Dr. Sanjeev Arora, a liver disease specialist who created the model in 2003, will lead the new ECHO Institute—ECHO stands for Extension for Community Healthcare Outcomes—at the University of New Mexico Health Sciences Center in Albuquerque. The Robert Wood Johnson Foundation has invested $5 million through 2016 to fund the new institute.
The Project ECHO model relies on pairing specialists at academic medical centers with primary-care physicians in local communities to treat complex and common conditions such as hepatitis C and addictions. In weekly tele-ECHO clinics, physicians, nurses and other clinicians from different areas present patient cases.
When Arora founded the ECHO model a decade ago, he had been treating patients with hepatitis C in underserved areas, and found that some had waited eight months to see him. He then set up 21 treatment centers in New Mexico—including 16 in the community and five in the prison system—which were run by primarycare physicians. Every week, he hosted meetings through a video network to train the specialists and help them build on best practices and use technology to leverage their expertise.
“What we found is, over the course of a year, they became great experts,” Arora said. “Now everybody in the community could go to them,” which meant the high rate of visits to Arora’s clinic went down.

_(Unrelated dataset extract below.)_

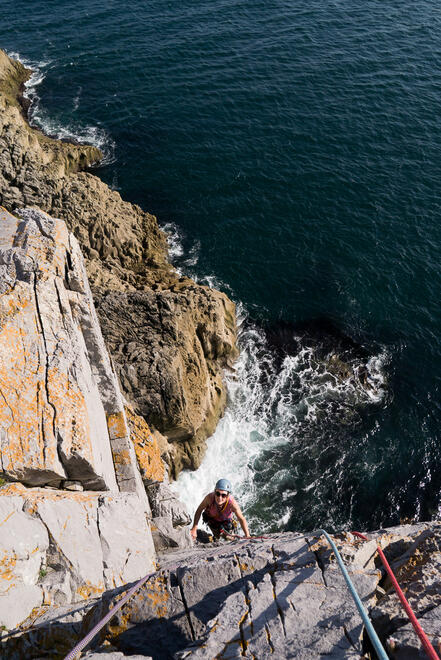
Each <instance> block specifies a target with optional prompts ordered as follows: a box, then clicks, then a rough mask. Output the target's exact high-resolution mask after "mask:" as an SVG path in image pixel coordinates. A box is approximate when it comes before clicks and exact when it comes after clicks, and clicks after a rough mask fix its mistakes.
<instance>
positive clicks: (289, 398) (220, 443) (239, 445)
mask: <svg viewBox="0 0 441 660" xmlns="http://www.w3.org/2000/svg"><path fill="white" fill-rule="evenodd" d="M238 321H239V345H240V348H241V354H240V357H239V359H238V361H237V362H236V364H235V370H234V372H232V373H228V374H227V375H226V383H227V389H228V405H227V410H226V413H225V416H224V417H223V418H222V420H221V421H220V423H219V425H218V427H217V429H216V431H215V433H214V434H213V436H212V437H211V438H209V439H208V441H207V452H206V455H205V458H204V460H203V463H202V465H201V466H200V468H199V469H198V470H196V471H195V472H188V471H187V472H183V473H181V475H180V476H179V478H178V480H177V482H175V483H174V484H173V486H172V487H173V489H174V490H175V491H176V492H177V493H178V495H179V497H180V498H181V500H182V501H185V502H186V504H187V505H188V507H189V510H190V511H193V512H194V510H195V509H196V508H197V506H198V505H199V503H200V501H201V500H202V498H203V496H204V495H205V494H206V493H207V492H209V491H210V490H212V489H213V486H214V484H215V482H216V481H217V479H219V478H221V477H227V478H229V479H230V480H231V482H232V484H233V490H234V493H235V494H237V495H238V497H239V501H240V503H241V506H242V507H243V508H245V509H247V507H249V506H251V505H252V504H253V503H255V502H256V499H257V498H258V497H259V494H258V493H256V492H255V479H254V476H255V474H254V471H255V461H256V459H257V458H258V457H259V456H261V455H262V453H263V452H264V451H265V452H268V451H272V452H273V453H274V455H277V453H278V451H280V450H281V449H282V448H283V447H284V446H285V445H287V444H288V443H291V444H292V446H293V449H294V448H295V446H296V443H297V442H299V440H300V439H301V440H302V442H305V436H308V435H309V437H308V438H307V441H306V442H307V444H311V443H312V444H313V443H314V442H316V438H315V433H314V429H316V428H318V427H317V425H318V424H320V425H322V426H323V425H325V426H326V425H328V426H332V424H334V425H338V424H342V423H352V422H353V421H354V420H355V421H356V420H357V415H358V412H357V410H358V409H359V408H360V407H364V406H369V405H372V404H374V403H375V404H377V403H379V402H380V401H382V400H383V399H384V397H385V395H386V383H385V375H384V369H385V364H386V362H387V355H386V353H381V354H379V355H376V356H373V357H371V358H369V359H368V360H367V361H365V363H363V361H362V360H361V358H358V361H357V360H354V364H352V365H351V374H349V376H348V377H346V378H343V377H340V376H339V375H336V374H335V373H333V372H332V371H331V370H329V369H327V366H326V362H323V361H319V360H318V359H317V356H316V355H315V352H314V349H313V348H310V347H303V348H301V349H300V350H299V352H298V353H297V354H296V355H288V356H286V357H285V359H284V360H283V362H282V365H281V366H280V367H277V366H276V363H275V360H274V355H273V354H272V352H271V350H270V348H269V346H268V344H267V341H266V337H265V335H264V333H263V331H261V330H260V329H258V328H257V327H255V326H252V325H250V324H249V323H247V322H246V310H245V309H244V307H243V306H242V305H241V304H238ZM359 374H360V376H359ZM326 450H327V447H326V445H323V447H319V448H318V449H317V448H316V452H317V451H318V454H317V455H320V452H325V451H326ZM290 470H291V473H290V472H289V471H288V472H287V474H286V475H285V476H284V475H283V474H282V470H281V471H279V473H278V475H277V476H274V475H273V476H272V477H270V478H271V479H272V480H274V479H277V480H278V483H281V482H283V480H284V479H285V480H286V481H287V482H288V481H289V479H290V478H291V479H292V470H293V468H292V466H291V467H290ZM322 476H323V475H322ZM330 478H331V477H330ZM315 486H316V484H315V482H314V480H313V481H311V483H310V484H309V485H308V484H306V485H305V486H304V488H306V489H310V490H314V488H315ZM276 488H277V484H276V483H275V482H274V483H268V484H267V485H266V486H265V489H267V490H268V492H269V491H271V489H273V490H274V492H277V490H276ZM292 493H293V494H295V491H292ZM291 513H292V511H291V509H290V508H289V506H288V505H287V506H284V505H283V502H282V503H281V504H280V506H278V515H279V516H280V519H279V520H278V521H274V520H272V521H271V523H268V522H267V523H264V522H262V520H257V519H255V520H254V521H253V520H252V519H251V521H250V522H251V523H254V524H255V525H258V528H260V530H261V531H264V530H265V529H268V528H269V527H271V526H274V524H276V525H277V527H278V528H279V529H280V528H283V527H284V526H285V525H286V524H287V521H288V520H289V516H290V515H291Z"/></svg>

Other universities have since replicated the Project ECHO model, including the University of Chicago; the University of Washington; and Harvard University through the Beth Israel Deaconess Medical Center in Boston. They’ve addressed a host of other specialties, including diabetes and cardiovascular care.
Meanwhile, the GE Foundation has invested $4.7 million over three years to evaluate a new model that will improve access to mental health and substance-abuse treatment by bringing those services to primary-care settings.